A number of Assyriologists, including Dietz Otto Edzard, Wilfred G. Lambert and Andrew R. George, assume that Wer was the same deity as Itūr-Mēr, the tutelary god of Mari, but this view is regarded as unsubstantiated by Daniel Schwemer and Ichiro Nakata, who point out that the latter deity's name is an ordinary theophoric name ("Mēr has turned [to me]") and that for this reason he is more likely to be a deified hero venerated as part of an ancestor cult tied to a specific location. Known texts additionally do not indicate that he was a weather deity like Wer. Other deities who are most likely deified heroes or kings in origin are attested from Mari, for example Yakrub-El. A second deity worshiped in Mari whose name is structured similarly and also includes Wer as the theophoric element is Tar’am-Mēr, "beloved of Mēr (Wer)".

While known copies of a single passage from the incantation series Šurpu alternate between Wer and a deity named Immeriya, it cannot be established if the latter, who is otherwise best known from an inscribed statue possibly taken as bounty by Untash-Napirisha, was related to him in any way.

==Worship==
Worship of Wer is chiefly attested from the middle Euphrates area, northern Babylonia (though only before the Middle Babylonian period), the Diyala area, and Assyria. While confirmed attestations go back to the time of the Akkadian Empire, only from the Old Babylonian period onward the god is known from sources other than theophoric names.
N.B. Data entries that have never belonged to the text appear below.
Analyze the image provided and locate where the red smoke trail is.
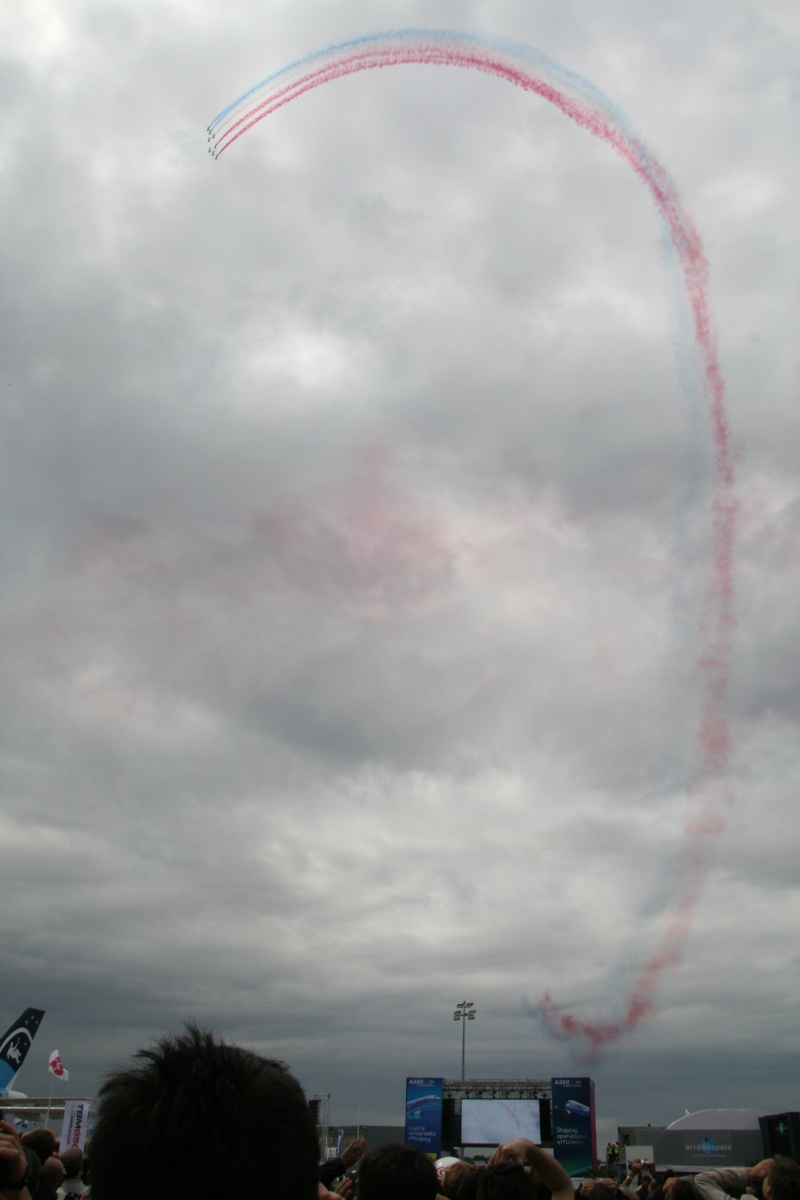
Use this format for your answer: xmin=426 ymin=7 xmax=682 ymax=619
xmin=217 ymin=31 xmax=739 ymax=1054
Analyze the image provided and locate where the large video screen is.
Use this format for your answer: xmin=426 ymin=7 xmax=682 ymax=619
xmin=461 ymin=1100 xmax=542 ymax=1146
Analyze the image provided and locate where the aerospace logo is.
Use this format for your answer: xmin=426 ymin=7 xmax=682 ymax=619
xmin=0 ymin=1008 xmax=44 ymax=1086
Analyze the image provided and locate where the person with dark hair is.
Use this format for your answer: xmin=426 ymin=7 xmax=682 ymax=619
xmin=482 ymin=1138 xmax=575 ymax=1200
xmin=20 ymin=1127 xmax=55 ymax=1165
xmin=91 ymin=1024 xmax=319 ymax=1200
xmin=0 ymin=1112 xmax=41 ymax=1200
xmin=694 ymin=1154 xmax=800 ymax=1200
xmin=359 ymin=1141 xmax=439 ymax=1200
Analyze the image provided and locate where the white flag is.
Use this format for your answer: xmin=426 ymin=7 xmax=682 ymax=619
xmin=47 ymin=1050 xmax=70 ymax=1084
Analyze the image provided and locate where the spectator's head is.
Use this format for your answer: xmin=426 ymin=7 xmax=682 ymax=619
xmin=38 ymin=1154 xmax=66 ymax=1192
xmin=764 ymin=1154 xmax=800 ymax=1200
xmin=91 ymin=1025 xmax=319 ymax=1200
xmin=477 ymin=1163 xmax=536 ymax=1200
xmin=359 ymin=1142 xmax=439 ymax=1200
xmin=19 ymin=1129 xmax=55 ymax=1164
xmin=438 ymin=1162 xmax=475 ymax=1200
xmin=664 ymin=1175 xmax=699 ymax=1200
xmin=61 ymin=1146 xmax=83 ymax=1180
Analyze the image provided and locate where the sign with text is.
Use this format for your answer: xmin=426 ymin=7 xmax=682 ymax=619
xmin=405 ymin=1076 xmax=444 ymax=1157
xmin=59 ymin=1100 xmax=91 ymax=1153
xmin=552 ymin=1076 xmax=597 ymax=1175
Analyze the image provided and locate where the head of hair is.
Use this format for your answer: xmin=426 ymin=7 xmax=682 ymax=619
xmin=664 ymin=1175 xmax=699 ymax=1200
xmin=19 ymin=1129 xmax=55 ymax=1163
xmin=61 ymin=1146 xmax=83 ymax=1180
xmin=476 ymin=1163 xmax=537 ymax=1200
xmin=38 ymin=1154 xmax=66 ymax=1192
xmin=359 ymin=1141 xmax=439 ymax=1200
xmin=766 ymin=1154 xmax=800 ymax=1200
xmin=441 ymin=1160 xmax=475 ymax=1200
xmin=91 ymin=1024 xmax=319 ymax=1200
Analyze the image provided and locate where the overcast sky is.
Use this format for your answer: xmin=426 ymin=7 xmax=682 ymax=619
xmin=0 ymin=0 xmax=800 ymax=1138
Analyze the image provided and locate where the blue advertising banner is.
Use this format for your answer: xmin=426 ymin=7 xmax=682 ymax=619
xmin=552 ymin=1076 xmax=597 ymax=1175
xmin=405 ymin=1076 xmax=444 ymax=1158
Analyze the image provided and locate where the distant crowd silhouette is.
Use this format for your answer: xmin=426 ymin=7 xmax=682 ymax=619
xmin=0 ymin=1024 xmax=800 ymax=1200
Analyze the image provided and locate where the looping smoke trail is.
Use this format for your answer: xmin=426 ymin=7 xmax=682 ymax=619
xmin=209 ymin=29 xmax=738 ymax=1055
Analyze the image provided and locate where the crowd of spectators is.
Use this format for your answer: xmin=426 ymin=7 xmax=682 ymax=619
xmin=0 ymin=1025 xmax=800 ymax=1200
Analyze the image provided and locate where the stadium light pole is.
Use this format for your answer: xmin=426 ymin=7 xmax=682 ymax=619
xmin=453 ymin=1000 xmax=477 ymax=1084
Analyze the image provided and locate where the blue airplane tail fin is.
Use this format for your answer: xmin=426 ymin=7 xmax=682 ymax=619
xmin=0 ymin=1008 xmax=44 ymax=1093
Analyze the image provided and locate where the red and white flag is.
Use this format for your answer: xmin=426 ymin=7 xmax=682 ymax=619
xmin=47 ymin=1050 xmax=70 ymax=1084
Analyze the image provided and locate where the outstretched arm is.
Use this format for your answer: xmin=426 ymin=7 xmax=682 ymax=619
xmin=488 ymin=1138 xmax=575 ymax=1200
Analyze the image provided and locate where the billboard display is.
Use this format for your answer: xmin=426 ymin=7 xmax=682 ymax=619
xmin=461 ymin=1099 xmax=542 ymax=1146
xmin=552 ymin=1076 xmax=597 ymax=1175
xmin=405 ymin=1076 xmax=444 ymax=1158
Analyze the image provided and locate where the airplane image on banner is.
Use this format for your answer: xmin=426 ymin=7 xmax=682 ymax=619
xmin=0 ymin=1008 xmax=44 ymax=1099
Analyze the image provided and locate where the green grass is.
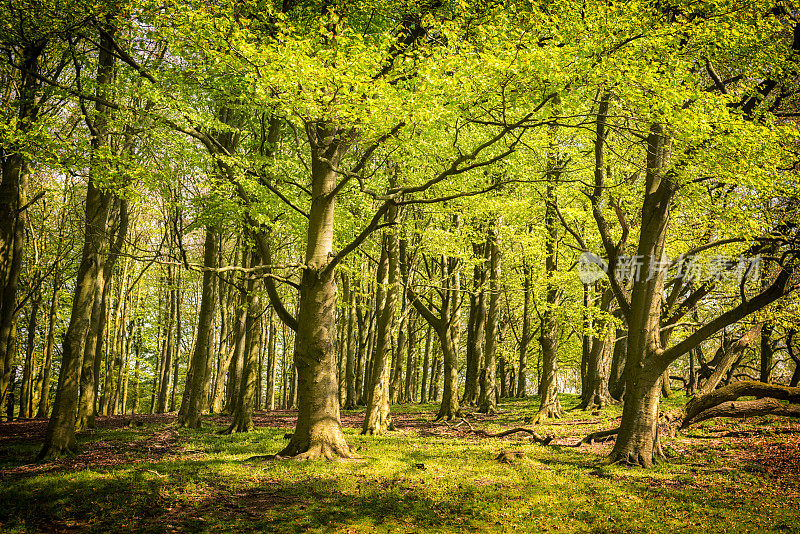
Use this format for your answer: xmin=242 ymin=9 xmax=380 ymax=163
xmin=0 ymin=396 xmax=800 ymax=534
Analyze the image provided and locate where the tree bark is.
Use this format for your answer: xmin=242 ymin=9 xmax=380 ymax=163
xmin=342 ymin=276 xmax=361 ymax=410
xmin=478 ymin=228 xmax=502 ymax=413
xmin=279 ymin=123 xmax=351 ymax=459
xmin=534 ymin=123 xmax=564 ymax=423
xmin=0 ymin=40 xmax=47 ymax=407
xmin=37 ymin=28 xmax=115 ymax=460
xmin=461 ymin=242 xmax=489 ymax=406
xmin=361 ymin=207 xmax=400 ymax=435
xmin=580 ymin=288 xmax=615 ymax=410
xmin=517 ymin=266 xmax=533 ymax=398
xmin=222 ymin=243 xmax=262 ymax=434
xmin=178 ymin=226 xmax=219 ymax=428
Wer appears in nine types of masculine theophoric names from Old Babylonian Mari, with eight using the spelling Mer and one - Wer. Furthermore, the names of the local deities Itūr-Mēr and Tar’am-Mēr are both agreed to be theophoric names invoking him. Other sites where names invoking him are attested include Sippar, various locations in Assyria (in the Old Assyrian period) and the Diyala area, Puzrish-Dagan (Puzur-Wer from the Ur III period) and Larsa (Ubār-Wēr from the Old Babylonian period). A possible seventh century BCE attestation of a theophoric name invoking him as Ber, dnbr, usually interpreted as Dannu-Ber, "Ber is strong," is known from an Aramaic papyrus found in Saqqara in Egypt, However, the restoration is not certain, and according to Daniel Schwemer caution should be maintained.

References to veneration of Wer other than theophoric names are absent from the corpus of Mari texts, though a place named Bāb-Mēr (KÁ-me-er^{ki}) is attested in a single source from the šakkanakku period. Furthermore, later texts from the kingdom of Ḫana attest the existence of a house of worship dedicated to him (akīt ^{d}me-er) in nearby Terqa. He was also apparently worshiped in Nerebtum, Shaduppum and Kakkulatum.

A school text from Kanesh, an Assyrian trading colony in Anatolia, mentions him alongside Ashur. In the Neo-Assyrian period, he was worshiped in Assur in the temple of Ištar-Aššurītu ("the Assyrian Ishtar"), and in Nineveh in the temple of Ashur. He is also mentioned on the Antakya stele of Adad-nirari III alongside Ashur, Adad, Sin of Harran and other deities. Additionally, in the same period Iluwēr, most likely the same deity, was worshiped by Arameans in Tell Afis in Syria, as attested on the Stele of Zakkur.

==Mythology==
In a section of an Old Babylonian version of the Epic of Gilgamesh preserved on the so-called "Yale tablet," corresponding to tablet III of the standard version, Enkidu mentions that the cedar mountain to which Gilgamesh wants to venture is under the control of the god Wer, described as "mighty" and "never sleeping," and as the one who appointed the monster Humbaba as its guardian. Adad is also associated with Wer in the same passage.

In other versions of the Epic of Gilgamesh, Humbaba's master is Enlil. Even on the Yale tablet, it is mentioned that he bestowed seven terrors upon him. Andrew R. George assumes that while the mountain belongs to Wer, and he appointed Humbaba as its guardian and his second in command, the decision still had to be approved by Enlil.